Le mie amiche mi chiedono perché mi piacciono solo gli uomini con almeno dieci anni più di me. Beh, con i ventenni scene del genere non ti succedono, o se succedono non fanno così ridere.

All’inizio pensavo che fosse ormai troppo insopportabile per me dare corda alla stupidità dei miei coetanei, che oltre a sbronzarsi il mercoledì, venerdì e qualche volta anche il sabato, non hanno molto da dimostrare. Poi però ho capito che anche a trent’anni le persone sono così, solo che per ubriacarsi possono permettersi un Black Russian al posto dei tagli di bianco scadente riservati a noi universitari.

O forse è colpa mia, che se un uomo dopo i trenta ci prova con una di ventidue che ne dimostra almeno quattro in meno qualche domanda me la dovrei fare.

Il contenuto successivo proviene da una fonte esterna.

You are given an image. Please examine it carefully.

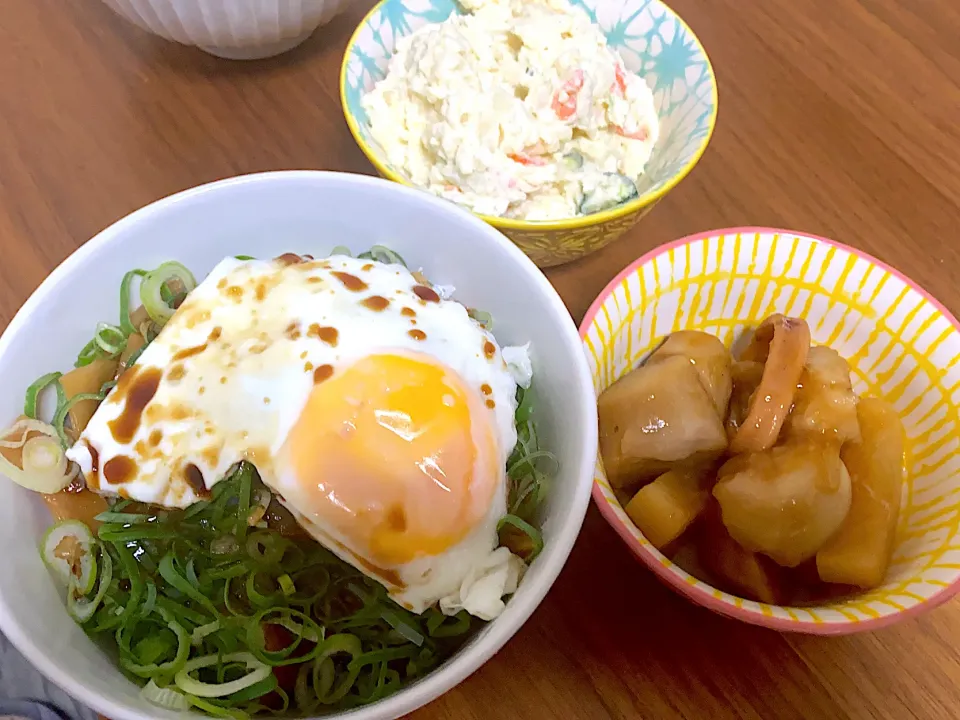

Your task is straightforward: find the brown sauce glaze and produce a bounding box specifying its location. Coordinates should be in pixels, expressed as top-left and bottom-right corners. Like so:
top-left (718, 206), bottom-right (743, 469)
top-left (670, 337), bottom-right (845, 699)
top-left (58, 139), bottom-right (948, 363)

top-left (104, 366), bottom-right (163, 442)
top-left (413, 285), bottom-right (440, 302)
top-left (103, 455), bottom-right (137, 485)
top-left (183, 463), bottom-right (210, 498)
top-left (330, 270), bottom-right (369, 292)
top-left (360, 295), bottom-right (390, 312)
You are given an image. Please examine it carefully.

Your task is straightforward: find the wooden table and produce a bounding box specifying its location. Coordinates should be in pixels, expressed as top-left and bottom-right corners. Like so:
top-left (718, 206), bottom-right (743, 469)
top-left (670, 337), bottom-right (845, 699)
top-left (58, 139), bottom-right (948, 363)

top-left (0, 0), bottom-right (960, 720)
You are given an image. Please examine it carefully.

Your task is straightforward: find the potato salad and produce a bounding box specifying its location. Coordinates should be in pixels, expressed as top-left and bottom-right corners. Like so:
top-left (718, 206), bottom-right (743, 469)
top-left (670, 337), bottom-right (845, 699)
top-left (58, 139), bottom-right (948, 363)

top-left (363, 0), bottom-right (659, 221)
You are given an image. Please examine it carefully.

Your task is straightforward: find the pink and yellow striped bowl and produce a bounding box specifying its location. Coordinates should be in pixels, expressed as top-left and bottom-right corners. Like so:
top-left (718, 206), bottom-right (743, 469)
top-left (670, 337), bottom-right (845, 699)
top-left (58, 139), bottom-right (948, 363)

top-left (580, 228), bottom-right (960, 635)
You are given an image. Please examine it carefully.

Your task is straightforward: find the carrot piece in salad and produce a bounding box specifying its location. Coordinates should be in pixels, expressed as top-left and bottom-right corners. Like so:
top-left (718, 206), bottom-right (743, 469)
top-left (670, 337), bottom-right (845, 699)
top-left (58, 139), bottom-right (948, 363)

top-left (551, 68), bottom-right (584, 120)
top-left (613, 125), bottom-right (650, 140)
top-left (507, 152), bottom-right (547, 165)
top-left (610, 63), bottom-right (627, 97)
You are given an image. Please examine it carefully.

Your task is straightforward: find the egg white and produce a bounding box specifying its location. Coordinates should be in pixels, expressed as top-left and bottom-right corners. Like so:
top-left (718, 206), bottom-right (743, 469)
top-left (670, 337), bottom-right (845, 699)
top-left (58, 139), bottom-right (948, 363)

top-left (67, 256), bottom-right (530, 612)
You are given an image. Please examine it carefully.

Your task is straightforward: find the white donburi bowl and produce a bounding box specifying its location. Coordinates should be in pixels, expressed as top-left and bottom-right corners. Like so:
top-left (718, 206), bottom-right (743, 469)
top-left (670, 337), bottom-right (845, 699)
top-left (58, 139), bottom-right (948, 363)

top-left (0, 171), bottom-right (597, 720)
top-left (103, 0), bottom-right (348, 60)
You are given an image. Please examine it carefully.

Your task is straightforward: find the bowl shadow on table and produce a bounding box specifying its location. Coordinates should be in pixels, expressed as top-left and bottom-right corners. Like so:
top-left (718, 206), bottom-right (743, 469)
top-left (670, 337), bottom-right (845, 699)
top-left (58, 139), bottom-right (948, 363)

top-left (514, 507), bottom-right (896, 717)
top-left (105, 4), bottom-right (362, 78)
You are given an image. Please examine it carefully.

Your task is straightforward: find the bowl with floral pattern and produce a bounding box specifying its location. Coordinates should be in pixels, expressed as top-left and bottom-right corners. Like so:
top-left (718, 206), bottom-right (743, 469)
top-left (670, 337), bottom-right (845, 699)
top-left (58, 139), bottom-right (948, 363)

Forse questi esseri sono solo in cerca di pelle morbida e sapore di latte, e una scusa per fare finta di sentirsi ancora giovani.

Quindi ladies and gentleman sono fottuta, perché se io sono attratta da chi ha l’aria vissuta e ha tanto da raccontare, quello che attraggo sono solo una schiera di uomini che il mio nome è Pan, Peter Pan, e non voglio crescere.